5. The method according to claim 1, further comprising:

generating time information for the image data, wherein the time information comprises a time stamp for each pixel or each patch; and

wherein the input data further comprises the generated time information.

6. The method according to claim 1, further comprising:

adding or concatenating the 3D positional encodings to the image data.

7. The method according to claim 1, wherein the feeding the image data together with the 3D positional encodings to a transformer network further comprises:

feeding the image data, the 3D positional encodings, and sensor data originating from one or more other vehicle-mounted sensors to the transformer network in order to generate the prediction output in the 3D reference frame or the 2D reference frame of the vehicle.

8. The method according to claim 1, wherein the prediction output is one of an object detection prediction output, a lane detection prediction output, an object trajectory prediction output, an ego-vehicle trajectory prediction output, or an occupancy prediction output.

9. The method according to claim 1, further comprising:

transmitting the generated prediction output to one or more downstream functions of the ADS configured to control the vehicle based on the generated prediction output.

10. A non-transitory computer-readable storage medium comprising instructions which, when executed by a computing device of a vehicle, causes the computing device to carry out the method according to claim 1.
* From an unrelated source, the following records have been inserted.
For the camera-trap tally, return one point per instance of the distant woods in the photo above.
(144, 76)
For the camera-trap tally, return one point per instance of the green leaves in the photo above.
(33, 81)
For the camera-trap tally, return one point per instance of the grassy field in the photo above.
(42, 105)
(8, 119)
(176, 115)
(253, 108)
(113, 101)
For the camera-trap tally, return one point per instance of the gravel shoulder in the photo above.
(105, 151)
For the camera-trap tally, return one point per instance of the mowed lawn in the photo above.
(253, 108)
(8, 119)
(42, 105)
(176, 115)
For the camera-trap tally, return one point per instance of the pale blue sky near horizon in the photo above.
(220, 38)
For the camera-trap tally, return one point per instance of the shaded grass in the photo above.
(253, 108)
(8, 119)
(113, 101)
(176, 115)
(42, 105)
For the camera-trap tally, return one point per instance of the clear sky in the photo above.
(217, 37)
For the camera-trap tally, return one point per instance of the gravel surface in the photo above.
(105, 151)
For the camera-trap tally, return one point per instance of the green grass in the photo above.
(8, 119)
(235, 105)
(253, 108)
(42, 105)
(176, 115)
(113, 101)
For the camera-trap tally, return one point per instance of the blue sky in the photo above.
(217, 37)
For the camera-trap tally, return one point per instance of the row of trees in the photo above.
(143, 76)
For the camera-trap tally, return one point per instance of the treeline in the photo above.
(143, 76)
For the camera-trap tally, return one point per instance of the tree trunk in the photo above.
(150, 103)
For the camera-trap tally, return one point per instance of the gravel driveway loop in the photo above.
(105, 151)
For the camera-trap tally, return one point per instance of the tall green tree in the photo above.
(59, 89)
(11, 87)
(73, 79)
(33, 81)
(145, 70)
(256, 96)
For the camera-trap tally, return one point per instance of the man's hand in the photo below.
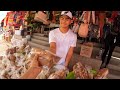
(35, 62)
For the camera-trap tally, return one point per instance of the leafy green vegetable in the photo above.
(70, 75)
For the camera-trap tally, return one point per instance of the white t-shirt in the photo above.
(75, 28)
(63, 42)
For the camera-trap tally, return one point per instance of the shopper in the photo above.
(75, 27)
(62, 40)
(111, 41)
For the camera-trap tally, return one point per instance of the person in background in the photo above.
(111, 41)
(62, 40)
(75, 27)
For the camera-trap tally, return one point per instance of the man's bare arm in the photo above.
(69, 56)
(53, 47)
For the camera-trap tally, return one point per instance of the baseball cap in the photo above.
(68, 13)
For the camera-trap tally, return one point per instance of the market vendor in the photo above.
(62, 40)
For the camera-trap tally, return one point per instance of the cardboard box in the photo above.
(86, 49)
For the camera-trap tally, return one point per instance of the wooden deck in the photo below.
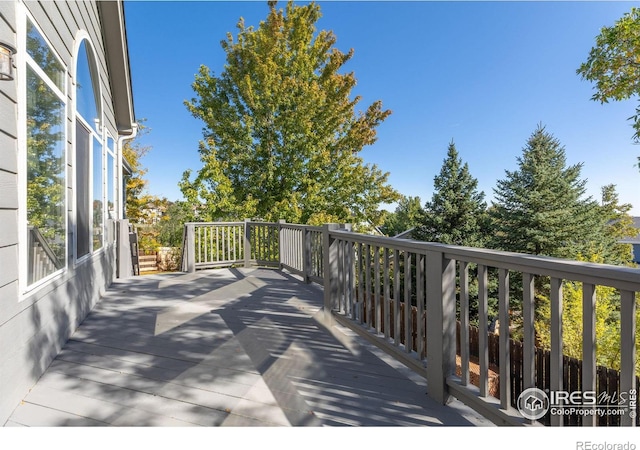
(225, 348)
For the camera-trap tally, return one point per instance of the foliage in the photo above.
(456, 213)
(619, 225)
(540, 208)
(281, 137)
(137, 199)
(614, 64)
(407, 215)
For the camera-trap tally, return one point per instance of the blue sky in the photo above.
(483, 74)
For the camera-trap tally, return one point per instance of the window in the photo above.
(45, 155)
(89, 164)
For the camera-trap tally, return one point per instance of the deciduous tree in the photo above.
(456, 213)
(282, 137)
(614, 64)
(541, 208)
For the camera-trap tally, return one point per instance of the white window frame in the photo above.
(99, 135)
(24, 60)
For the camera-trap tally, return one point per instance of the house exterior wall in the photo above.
(35, 322)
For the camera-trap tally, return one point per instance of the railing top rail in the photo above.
(212, 224)
(295, 226)
(620, 277)
(267, 224)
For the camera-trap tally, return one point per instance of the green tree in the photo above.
(456, 213)
(282, 137)
(614, 64)
(171, 226)
(407, 215)
(618, 225)
(136, 196)
(541, 207)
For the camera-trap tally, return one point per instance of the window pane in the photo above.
(83, 144)
(86, 87)
(111, 208)
(98, 198)
(45, 179)
(38, 49)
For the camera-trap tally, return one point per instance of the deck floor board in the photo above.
(239, 347)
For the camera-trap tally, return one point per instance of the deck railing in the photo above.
(409, 296)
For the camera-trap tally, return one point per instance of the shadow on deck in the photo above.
(239, 347)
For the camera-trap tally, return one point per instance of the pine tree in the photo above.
(541, 208)
(618, 225)
(456, 213)
(406, 216)
(282, 136)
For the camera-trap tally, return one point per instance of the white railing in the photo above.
(409, 297)
(298, 248)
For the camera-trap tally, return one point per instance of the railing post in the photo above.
(306, 254)
(330, 253)
(281, 242)
(247, 243)
(441, 324)
(191, 247)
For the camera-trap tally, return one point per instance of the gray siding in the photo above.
(33, 328)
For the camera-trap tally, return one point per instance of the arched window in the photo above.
(89, 163)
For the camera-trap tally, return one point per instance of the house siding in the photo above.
(34, 326)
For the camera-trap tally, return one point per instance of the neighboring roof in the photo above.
(117, 53)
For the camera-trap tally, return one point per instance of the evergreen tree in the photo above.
(617, 225)
(282, 137)
(540, 208)
(407, 215)
(456, 213)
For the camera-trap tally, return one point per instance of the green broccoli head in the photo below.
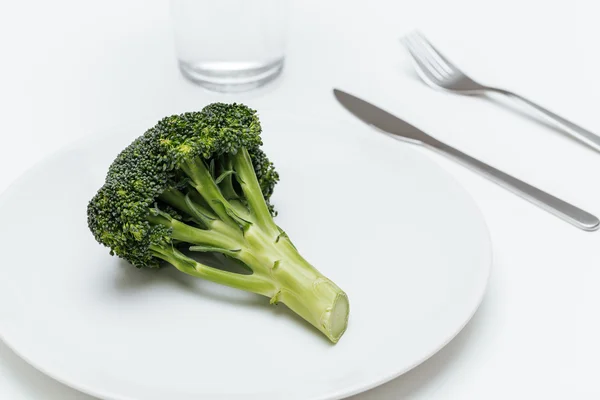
(199, 182)
(152, 164)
11. An apparatus for making perception predictions from 2D input data for a perception functionality of an automated driving system of a vehicle, the apparatus comprising one or more processors and one or more memory storage areas comprising program code, the one or more memory storage areas and the program code being configured to, with the one or more processors, cause the apparatus to at least:

generate 2D position information for image data representative of an image captured by a vehicle-mounted camera, wherein the 2D position information is indicative of:

a position of each pixel out of a plurality of pixels of the image in a 2D reference frame of the image, or

a position of each patch out of a plurality of patches of the image in the 2D reference frame of the image;

feed input data comprising the generated 2D position information, extrinsic parameters of the vehicle-mounted camera, intrinsic parameters of the vehicle-mounted camera, and distortion parameters of the vehicle-mounted camera to a multilayer perceptron configured to process the input data and output 3D positional encoding for the plurality of pixels or the plurality of patches; and

feed the image data and the 3D positional encodings to a transformer network configured to process the image data and the 3D positional encodings and to generate a prediction output in a 3D reference frame or a 2D reference frame of the vehicle.
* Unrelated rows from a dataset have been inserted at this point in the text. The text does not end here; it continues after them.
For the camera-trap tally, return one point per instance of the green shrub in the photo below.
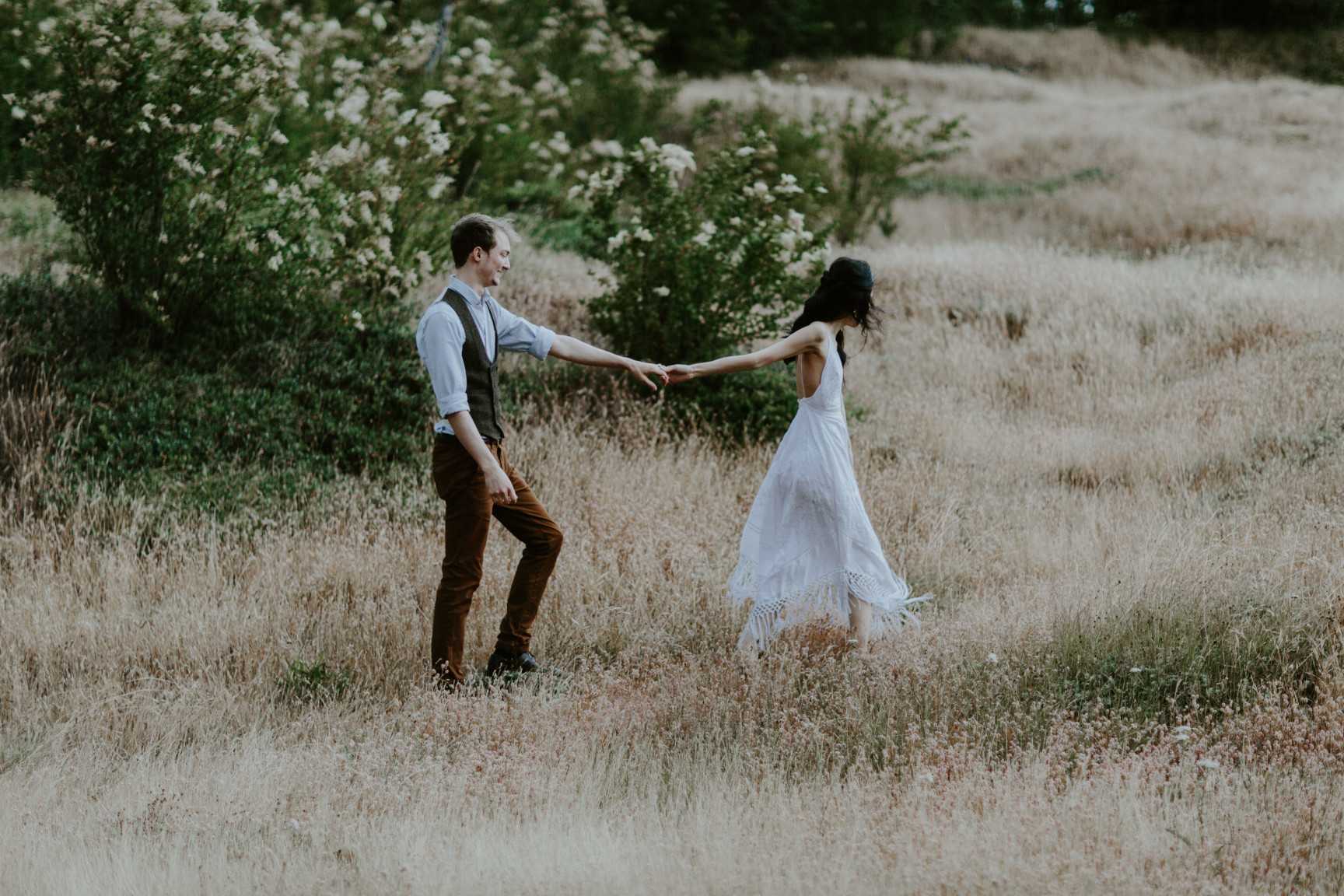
(702, 265)
(854, 166)
(341, 395)
(313, 681)
(153, 142)
(877, 153)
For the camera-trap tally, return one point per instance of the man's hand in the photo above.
(499, 485)
(679, 374)
(642, 371)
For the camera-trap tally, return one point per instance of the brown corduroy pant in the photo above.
(467, 523)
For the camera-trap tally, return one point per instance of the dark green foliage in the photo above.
(877, 155)
(328, 397)
(313, 681)
(710, 37)
(703, 269)
(1214, 15)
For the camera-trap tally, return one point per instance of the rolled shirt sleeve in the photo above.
(439, 340)
(520, 334)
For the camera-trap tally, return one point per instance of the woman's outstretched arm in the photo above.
(808, 339)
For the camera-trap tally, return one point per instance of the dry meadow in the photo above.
(1102, 426)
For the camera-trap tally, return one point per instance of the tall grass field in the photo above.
(1104, 425)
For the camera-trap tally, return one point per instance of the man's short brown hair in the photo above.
(478, 230)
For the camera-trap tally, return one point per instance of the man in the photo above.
(459, 339)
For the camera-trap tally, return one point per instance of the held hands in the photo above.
(642, 371)
(679, 374)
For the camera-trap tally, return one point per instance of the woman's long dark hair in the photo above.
(845, 289)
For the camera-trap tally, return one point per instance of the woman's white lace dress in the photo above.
(808, 543)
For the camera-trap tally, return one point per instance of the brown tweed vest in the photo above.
(483, 376)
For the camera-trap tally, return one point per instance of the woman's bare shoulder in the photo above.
(817, 334)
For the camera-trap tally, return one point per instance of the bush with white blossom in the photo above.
(219, 170)
(706, 258)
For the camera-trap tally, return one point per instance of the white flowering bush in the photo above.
(23, 70)
(155, 140)
(703, 261)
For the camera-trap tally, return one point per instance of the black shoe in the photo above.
(503, 663)
(519, 664)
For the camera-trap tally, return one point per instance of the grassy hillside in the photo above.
(1102, 426)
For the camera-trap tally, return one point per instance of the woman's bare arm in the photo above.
(807, 339)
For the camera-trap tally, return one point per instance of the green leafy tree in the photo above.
(877, 153)
(705, 264)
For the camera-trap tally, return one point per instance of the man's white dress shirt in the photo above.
(439, 339)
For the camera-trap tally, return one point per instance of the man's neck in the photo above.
(469, 277)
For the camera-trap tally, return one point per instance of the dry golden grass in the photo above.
(1087, 456)
(1139, 157)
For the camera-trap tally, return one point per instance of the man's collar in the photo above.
(454, 284)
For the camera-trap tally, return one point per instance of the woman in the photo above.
(810, 550)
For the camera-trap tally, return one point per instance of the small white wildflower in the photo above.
(677, 159)
(352, 107)
(439, 186)
(436, 100)
(439, 144)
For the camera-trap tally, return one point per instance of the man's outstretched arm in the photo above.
(572, 349)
12. The apparatus according to claim 11, wherein the one or more memory storage areas and the program code being further configured to, with the one or more processors, cause the apparatus to at least:

generate time information for the image data, wherein the time information comprises a time stamp for each pixel or each patch; and

wherein the input data further comprises the generated time information.
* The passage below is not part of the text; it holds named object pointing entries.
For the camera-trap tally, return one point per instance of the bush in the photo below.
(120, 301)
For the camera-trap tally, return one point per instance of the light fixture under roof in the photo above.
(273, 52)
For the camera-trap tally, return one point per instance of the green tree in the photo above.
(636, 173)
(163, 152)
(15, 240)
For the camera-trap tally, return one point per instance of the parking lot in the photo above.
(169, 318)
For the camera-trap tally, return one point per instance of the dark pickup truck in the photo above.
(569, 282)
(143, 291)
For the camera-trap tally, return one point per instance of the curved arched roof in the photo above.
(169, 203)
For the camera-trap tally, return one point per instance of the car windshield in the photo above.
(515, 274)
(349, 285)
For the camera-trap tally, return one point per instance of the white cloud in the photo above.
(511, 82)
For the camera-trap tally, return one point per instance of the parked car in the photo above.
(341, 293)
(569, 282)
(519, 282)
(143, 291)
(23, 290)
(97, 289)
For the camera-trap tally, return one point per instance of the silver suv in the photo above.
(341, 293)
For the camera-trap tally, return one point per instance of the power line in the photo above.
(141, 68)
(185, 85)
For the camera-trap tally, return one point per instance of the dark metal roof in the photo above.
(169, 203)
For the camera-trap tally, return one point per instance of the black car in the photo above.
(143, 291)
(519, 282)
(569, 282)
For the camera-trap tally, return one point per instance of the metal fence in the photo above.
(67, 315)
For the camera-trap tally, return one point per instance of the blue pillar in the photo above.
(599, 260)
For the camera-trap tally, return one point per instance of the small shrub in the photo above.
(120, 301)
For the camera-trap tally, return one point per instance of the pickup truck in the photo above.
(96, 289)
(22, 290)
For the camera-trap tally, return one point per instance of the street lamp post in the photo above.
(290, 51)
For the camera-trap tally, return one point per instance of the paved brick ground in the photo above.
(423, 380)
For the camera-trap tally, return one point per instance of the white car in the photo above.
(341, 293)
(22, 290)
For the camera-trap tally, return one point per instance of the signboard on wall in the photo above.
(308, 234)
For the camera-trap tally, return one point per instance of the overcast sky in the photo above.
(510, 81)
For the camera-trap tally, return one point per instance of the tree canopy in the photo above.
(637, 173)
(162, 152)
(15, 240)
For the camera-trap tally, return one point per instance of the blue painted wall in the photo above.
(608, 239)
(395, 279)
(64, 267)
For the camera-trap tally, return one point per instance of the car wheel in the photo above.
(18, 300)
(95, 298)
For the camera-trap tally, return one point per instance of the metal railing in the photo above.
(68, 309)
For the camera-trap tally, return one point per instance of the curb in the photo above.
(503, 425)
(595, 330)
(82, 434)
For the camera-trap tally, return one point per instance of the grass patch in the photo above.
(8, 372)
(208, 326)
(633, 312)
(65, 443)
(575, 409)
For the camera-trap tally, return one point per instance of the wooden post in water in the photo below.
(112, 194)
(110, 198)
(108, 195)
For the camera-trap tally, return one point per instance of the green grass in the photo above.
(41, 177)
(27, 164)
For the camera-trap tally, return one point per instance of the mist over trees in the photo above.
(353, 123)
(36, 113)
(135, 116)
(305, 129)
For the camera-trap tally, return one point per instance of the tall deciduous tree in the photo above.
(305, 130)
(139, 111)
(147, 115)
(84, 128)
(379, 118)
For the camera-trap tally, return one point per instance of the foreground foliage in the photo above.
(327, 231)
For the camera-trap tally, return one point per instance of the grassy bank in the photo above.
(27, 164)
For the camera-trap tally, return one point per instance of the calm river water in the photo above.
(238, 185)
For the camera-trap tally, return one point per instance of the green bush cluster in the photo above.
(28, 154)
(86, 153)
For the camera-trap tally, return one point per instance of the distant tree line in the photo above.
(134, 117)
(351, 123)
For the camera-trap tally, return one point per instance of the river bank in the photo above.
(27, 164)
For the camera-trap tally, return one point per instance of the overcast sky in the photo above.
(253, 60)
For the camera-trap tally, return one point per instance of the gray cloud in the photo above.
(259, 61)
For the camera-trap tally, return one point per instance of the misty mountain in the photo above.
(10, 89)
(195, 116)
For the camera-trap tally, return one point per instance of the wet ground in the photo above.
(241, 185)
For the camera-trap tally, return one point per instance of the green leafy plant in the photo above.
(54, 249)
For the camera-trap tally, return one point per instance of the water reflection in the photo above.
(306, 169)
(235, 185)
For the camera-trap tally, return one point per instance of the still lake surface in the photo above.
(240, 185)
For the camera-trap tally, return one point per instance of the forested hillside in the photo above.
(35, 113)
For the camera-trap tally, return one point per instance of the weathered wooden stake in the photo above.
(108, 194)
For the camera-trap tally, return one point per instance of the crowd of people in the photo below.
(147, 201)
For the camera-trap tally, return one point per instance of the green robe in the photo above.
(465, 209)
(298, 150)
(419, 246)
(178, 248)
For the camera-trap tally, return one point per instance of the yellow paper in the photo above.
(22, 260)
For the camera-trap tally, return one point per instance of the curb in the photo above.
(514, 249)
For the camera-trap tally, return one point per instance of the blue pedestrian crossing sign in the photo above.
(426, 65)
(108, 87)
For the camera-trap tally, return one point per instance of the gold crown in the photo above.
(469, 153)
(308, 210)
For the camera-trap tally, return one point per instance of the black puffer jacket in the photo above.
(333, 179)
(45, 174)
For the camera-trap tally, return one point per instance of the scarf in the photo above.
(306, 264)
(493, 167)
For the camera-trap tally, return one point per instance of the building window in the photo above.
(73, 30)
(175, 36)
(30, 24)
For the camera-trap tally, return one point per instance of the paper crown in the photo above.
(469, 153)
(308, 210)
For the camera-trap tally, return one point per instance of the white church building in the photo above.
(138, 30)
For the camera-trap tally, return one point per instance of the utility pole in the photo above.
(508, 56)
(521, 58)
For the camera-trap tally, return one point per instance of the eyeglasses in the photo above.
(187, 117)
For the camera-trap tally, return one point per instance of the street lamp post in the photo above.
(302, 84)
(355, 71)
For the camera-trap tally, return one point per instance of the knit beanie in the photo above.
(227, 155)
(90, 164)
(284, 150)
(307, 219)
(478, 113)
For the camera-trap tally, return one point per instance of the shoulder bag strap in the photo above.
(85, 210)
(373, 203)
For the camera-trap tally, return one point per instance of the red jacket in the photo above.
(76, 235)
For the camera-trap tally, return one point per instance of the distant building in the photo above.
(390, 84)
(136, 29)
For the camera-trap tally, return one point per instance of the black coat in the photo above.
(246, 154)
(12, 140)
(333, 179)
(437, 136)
13. The apparatus according to claim 11, wherein the one or more memory storage areas and the program code being further configured to, with the one or more processors, cause the apparatus to at least:

feed the image data, the 3D positional encodings, and sensor data originating from one or more other vehicle-mounted sensors to the transformer network in order to generate the prediction output in the 3D reference frame or the 2D reference frame of the vehicle.

14. A vehicle comprising the apparatus according to claim 11.